Le film ménage un vrai suspense : vous indiquez juste au début que les deux aînées ont été « dévorées par le loup » ?
La symbolique du Petit Chaperon rouge ressemble à leur histoire : grandir, c’est rencontrer le danger, le désir et la sexualité, et c’est la façon dont je voulais raconter cette histoire. L’adolescence me fascine, c’est l’âge de la métamorphose. Et les questions de transmission et d’éducation résonnent au-delà de la Tunisie. En France aussi, nous avons des réactions dans les débats qui montrent que beaucoup de femmes, élevées dans la tradition catholique, se reconnaissent dans le film.
Le film est à la fois poignant mais jamais plombant – il a d’ailleurs reçu le Prix du cinéma positif à Cannes. Était-ce votre volonté de garder de l’humour et de transmettre de l’optimisme ?
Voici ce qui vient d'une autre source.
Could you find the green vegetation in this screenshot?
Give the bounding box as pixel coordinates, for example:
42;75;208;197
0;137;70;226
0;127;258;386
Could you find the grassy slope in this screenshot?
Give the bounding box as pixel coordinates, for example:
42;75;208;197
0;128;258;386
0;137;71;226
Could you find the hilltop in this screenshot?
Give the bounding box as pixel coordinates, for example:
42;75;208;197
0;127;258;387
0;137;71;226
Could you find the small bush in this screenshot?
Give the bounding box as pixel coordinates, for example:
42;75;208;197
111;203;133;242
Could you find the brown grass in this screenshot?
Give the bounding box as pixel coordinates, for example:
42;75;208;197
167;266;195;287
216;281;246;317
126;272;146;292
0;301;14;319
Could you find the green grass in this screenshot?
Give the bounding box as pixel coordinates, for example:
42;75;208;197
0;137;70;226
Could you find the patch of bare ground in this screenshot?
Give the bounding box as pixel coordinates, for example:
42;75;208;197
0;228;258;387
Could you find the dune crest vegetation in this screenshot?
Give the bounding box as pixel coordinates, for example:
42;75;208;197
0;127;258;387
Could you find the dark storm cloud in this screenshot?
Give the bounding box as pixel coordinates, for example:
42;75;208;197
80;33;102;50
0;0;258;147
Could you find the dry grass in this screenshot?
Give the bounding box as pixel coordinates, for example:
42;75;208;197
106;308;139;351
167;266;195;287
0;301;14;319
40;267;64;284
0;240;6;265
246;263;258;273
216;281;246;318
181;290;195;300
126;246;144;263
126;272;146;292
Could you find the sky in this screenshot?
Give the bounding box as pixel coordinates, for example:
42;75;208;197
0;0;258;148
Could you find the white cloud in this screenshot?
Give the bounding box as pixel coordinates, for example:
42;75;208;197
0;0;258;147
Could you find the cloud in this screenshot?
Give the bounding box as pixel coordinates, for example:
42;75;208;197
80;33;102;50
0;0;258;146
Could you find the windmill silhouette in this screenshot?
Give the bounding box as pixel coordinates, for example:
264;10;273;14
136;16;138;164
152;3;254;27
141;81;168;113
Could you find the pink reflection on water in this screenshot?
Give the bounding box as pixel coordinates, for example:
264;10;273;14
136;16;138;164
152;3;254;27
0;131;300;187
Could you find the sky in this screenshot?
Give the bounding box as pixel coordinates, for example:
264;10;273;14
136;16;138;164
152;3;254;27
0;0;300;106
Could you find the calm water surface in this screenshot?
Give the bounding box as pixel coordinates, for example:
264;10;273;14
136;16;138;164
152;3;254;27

C’est surtout grâce aux deux jeunes filles qui rient tout le temps. Le contraste entre leur humour et la tragédie que l’on raconte était passionnant. Ces filles ont une lucidité, une capacité d’autodérision et une force de résilience extraordinaires. Elles n’ont eu aucune éducation féministe, mais ont une façon organique de se défendre. Sans elles, s’il y avait eu seulement la mère, je n’aurais jamais fait le film.
Ces dernières années, beaucoup de cinéastes tunisiens se sont illustrés au niveau international. Peut-on parler de nouvelle vague dans le pays ?
Nous faisons tous des films très différents, mais avons une cinéphilie commune et échangeons beaucoup entre nous. Nous partageons aussi une liberté, tant sur la forme que sur le fond, grâce à l’absence de censure.